WERE YOU A FAN OF BOXING?

I wasn’t an avid fight fan before we started research for this but Mike Tyson shaped my childhood as far as his personality and the way he sort of walked around in the world and all of the craziness around him.  And the movies, like all the boxing movies that have been made, I actually tried to steer away from them while we were preparing for this movie because I have seen many of them.  And one of the things that is interesting about movies like this, is that there are so many tropes and so many things that you fall into that could be cliché and so the emphasis was always on character and behaviour, because that was what would make things special and individual.

WHAT DRIVES YOU?  YOU WORK REALLY HARD IN YOUR FILMS AND SEEM TO LOVE A CHALLENGE. 

I think I have pretty high standards for myself and I keep crediting a lot of things to my father but I do credit his sense of hard work and the idea of pushing yourself.  And I don’t think that I’d feel comfortable doing the same thing over and over again.  I want to push myself farther and I want to know more what that drive is.  Probably it comes from some insecurity as well as some confidence, but I just like working really hard at what I do.

YOU HAVE THIS INCREDIBLE RAPPORT WITH CHILDREN, AND WE‘VE SEEN THIS BEFORE IN OTHER FILMS.  SO I WAS WONDERING, WHERE DOES THAT COME FROM?  IS IT YOUR SISTER’S KIDS THAT HELP YOU WITH THIS?  YOU’RE NOT A FATHER YOURSELF SO I ASSUME IT TAKES SOME WORK. 

I love to love things.  (laughs)  I mean, I will do anything for a child.  It must be my upbringing and my father in particular, his loving nature especially when it came to children.  And in particular, he was always very playful when he was with me and my sister.  And he passed on the idea to me that children are more important than adults.  And I am not sure what it is and I just think they are just walking around so much closer to their hearts than adults and so I admire that and I kind of give myself over to that.  But there is something in me, and I am not sure what it is, but I literally would do anything for a child whether I knew them or whether they were a part of my family or not, it’s just the innocence.  And particularly in acting, when you are acting with a child whose imagination is free, they feel like a teacher to me.

DO YOU SPEND MUCH TIME WITH YOUR NIECES?

Yeah, of course.  My three year old niece and I have a particular bond and I don’t know where it comes from but we must have had known each other in another life, and my nine year old niece is just like extraordinary and she is just like stronger, smarter and more brilliant version of my sister, Maggie, and I don’t know if that is possible but she is and she’s a true force.  So yes, I am so close with the two of them and I would love them deeply and I would do anything for them.
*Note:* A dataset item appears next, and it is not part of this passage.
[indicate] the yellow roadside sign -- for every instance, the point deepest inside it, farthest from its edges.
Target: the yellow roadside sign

I would give my life for them;  I love them.

IT’S THE TEN YEAR ANNIVERSARY OF BROKEBACK MOUNTAIN AND WITH THE SUPREME COURT HAVING JUST CHANGED THE RULES ON SAME SEX MARRIAGE IN AMERICA – THE WORLD LOOKS QUITE DIFFERENT FROM TEN YEARS AGO.

My Mother sent me an email with the decision attached to it which read, ‘It’s all about love’. And we talked about it and she said, ‘Think about where you were ten years ago and when that movie came out.  And the maelstrom response to that movie and so much has changed and so much needs to change, but that seems to me to be a marker.’  It’s an interesting thing and it made me think about all the people who have come up to me over the years and said how much that movie has meant to them.  It gave me faith that you can be a teeny little part of a little bit of change and I think (director) Ang Lee made a movie that was a part of that.